Dodgers: This surprising stat sums up LA’s 2021 futility after excellent 2020
Though the 2020 MLB season was shortened far more than any of us wanted it to be, the Los Angeles Dodgers still came out on top during both the regular season and altered playoffs.
A championship is a championship. The Dodgers played to their schedule, laid waste to the NL West, and rebounded from the brink of disaster against the Atlanta Braves in an unfamiliar ballpark in October.
They earned every bit of hardware.
However, 2021 has been a different story entirely thus far — or, rather, two distinct stories working together to form a confusing narrative through 35 games.
Will the Dodgers be “fine”? Most likely, but Los Angeles wasn’t aiming for “fine” when they imported Trevor Bauer, bathing in projections that had them setting all-time MLB wins records.
After a 13-2 start, Los Angeles has officially dipped to 18-17, matching their 2020 loss total in under a month and a half. Predictably, they’re the first team to do so.
The Dodgers are the first MLB team to match their 2020 loss total.
It remains incredibly likely that, at the end of 2021, a statistic like this serves as a humorous footnote preceding a lengthy playoff run for the Dodgers.
I am glad that we now have something official to mark LA’s futility throughout most of 2021, though, because while this may be a fleeting trend, it has certainly lasted long enough that it’s become part of the season’s narrative arc. It doesn’t just have to do with losing players to injury — Mookie Betts, Corey Seager, Justin Turner and Max Muncy are still here. It doesn’t just have to do with the bullpen — though the Dodgers have found themselves short-handed far more often than they’ve anticipated, thrusting strangers like Garrett Cleavinger and Mitch White into the late innings.
When the rotation succeeds, the bullpen bends.

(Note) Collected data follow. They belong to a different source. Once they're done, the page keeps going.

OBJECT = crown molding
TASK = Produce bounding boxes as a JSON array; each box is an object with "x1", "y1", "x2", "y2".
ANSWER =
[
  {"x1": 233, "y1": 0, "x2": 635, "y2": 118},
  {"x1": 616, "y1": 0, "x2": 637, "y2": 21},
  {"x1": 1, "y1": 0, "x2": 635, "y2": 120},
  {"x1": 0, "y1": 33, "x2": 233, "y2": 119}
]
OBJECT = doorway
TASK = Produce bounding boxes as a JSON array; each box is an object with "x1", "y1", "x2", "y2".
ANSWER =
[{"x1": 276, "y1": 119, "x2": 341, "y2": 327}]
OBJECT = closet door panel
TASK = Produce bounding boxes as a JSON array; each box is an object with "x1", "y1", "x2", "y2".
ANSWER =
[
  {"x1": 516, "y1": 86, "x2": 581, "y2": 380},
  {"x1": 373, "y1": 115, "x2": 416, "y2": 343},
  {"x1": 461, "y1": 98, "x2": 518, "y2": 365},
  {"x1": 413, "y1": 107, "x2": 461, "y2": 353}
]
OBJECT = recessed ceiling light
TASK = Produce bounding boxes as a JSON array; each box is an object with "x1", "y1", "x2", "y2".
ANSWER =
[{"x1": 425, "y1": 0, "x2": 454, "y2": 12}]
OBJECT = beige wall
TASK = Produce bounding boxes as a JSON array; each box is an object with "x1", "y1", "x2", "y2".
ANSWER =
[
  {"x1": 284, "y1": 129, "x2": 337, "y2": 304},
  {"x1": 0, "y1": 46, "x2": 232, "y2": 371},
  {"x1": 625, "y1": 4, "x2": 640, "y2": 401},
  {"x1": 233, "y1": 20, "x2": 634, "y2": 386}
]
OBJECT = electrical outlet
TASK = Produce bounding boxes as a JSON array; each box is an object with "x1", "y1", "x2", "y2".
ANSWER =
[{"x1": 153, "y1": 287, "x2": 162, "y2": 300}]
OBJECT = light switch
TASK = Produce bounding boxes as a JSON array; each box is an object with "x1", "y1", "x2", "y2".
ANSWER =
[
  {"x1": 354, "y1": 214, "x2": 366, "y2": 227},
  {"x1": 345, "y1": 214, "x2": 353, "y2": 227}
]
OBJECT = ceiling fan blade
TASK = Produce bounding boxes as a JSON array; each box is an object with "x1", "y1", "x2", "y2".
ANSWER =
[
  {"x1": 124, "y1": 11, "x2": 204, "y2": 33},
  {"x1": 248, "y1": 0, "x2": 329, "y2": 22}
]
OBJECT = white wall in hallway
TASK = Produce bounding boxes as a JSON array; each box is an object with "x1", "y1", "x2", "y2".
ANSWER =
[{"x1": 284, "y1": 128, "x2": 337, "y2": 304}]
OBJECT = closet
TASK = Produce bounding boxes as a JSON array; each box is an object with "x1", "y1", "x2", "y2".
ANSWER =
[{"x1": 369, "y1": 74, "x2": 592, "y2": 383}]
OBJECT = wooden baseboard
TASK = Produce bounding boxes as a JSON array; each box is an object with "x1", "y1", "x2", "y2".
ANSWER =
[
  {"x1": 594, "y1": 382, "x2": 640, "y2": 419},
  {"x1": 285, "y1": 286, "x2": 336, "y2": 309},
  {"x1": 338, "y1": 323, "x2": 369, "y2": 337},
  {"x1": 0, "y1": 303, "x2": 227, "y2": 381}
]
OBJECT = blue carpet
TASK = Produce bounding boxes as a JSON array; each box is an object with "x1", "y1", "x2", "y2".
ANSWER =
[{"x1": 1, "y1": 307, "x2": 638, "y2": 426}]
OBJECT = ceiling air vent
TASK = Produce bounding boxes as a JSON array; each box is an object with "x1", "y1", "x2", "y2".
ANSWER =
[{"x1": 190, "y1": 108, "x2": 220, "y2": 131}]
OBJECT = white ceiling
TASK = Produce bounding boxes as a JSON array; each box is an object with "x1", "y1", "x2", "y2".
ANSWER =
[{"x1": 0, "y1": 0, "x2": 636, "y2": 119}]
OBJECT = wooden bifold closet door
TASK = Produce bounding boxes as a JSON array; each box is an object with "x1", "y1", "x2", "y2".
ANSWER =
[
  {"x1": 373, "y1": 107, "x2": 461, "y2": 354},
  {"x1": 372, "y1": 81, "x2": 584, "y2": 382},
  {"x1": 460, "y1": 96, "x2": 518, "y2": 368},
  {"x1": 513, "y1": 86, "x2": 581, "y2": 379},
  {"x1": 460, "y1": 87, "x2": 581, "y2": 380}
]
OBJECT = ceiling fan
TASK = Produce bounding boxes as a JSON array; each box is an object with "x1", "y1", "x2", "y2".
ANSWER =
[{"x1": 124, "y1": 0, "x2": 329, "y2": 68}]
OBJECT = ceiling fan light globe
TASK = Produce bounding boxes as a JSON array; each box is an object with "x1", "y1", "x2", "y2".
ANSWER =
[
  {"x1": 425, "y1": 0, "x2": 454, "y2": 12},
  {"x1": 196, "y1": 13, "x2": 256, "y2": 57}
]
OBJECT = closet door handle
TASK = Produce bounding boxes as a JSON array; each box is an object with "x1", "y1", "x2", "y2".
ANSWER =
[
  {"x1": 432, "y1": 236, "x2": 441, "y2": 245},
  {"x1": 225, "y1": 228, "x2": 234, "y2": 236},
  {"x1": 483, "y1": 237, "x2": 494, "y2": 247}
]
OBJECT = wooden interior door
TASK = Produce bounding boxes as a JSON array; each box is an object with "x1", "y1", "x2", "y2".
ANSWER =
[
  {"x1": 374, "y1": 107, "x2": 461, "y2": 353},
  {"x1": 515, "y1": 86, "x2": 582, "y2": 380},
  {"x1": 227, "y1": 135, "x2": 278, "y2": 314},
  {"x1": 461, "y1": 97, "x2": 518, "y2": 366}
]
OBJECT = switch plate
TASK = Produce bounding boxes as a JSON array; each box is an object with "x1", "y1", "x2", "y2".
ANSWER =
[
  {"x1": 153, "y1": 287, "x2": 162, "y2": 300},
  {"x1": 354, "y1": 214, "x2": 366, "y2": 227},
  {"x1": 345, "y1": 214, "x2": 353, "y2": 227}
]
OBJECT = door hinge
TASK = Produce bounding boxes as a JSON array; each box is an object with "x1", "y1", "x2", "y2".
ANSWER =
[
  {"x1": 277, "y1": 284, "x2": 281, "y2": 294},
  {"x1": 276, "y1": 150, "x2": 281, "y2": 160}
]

When the lineup gets white hot, they go frigid and shatter the very next day. Los Angeles is losing games in myriad ways, and they’ve already managed to hit their 2020 benchmark.
In other words, the Dodgers have been:
Sorry.
Where do we go from here? Well, those who haven’t been forced to watch the Dodgers every day still project them for great success; they’ve only dipped to No. 2, at worst, in MLB’s many power rankings.
The slings and arrows of an MLB season can render a very good team unwatchable, but most fans won’t let that cloud their long-term judgment, as difficult as that may be.
Bottom line? Two things can be true. The Dodgers of 2021 have already piled up more disappointments than their 2020 vintage, but there’s plenty of time to turn it around.
Perhaps that’s how today’s stat can best be interpreted. Last year, Los Angeles would’ve been nearly dead in the water. This year? Eh, they’ve just been “Anaheim/Seattle/Seattle” for a month, if you catch our drift.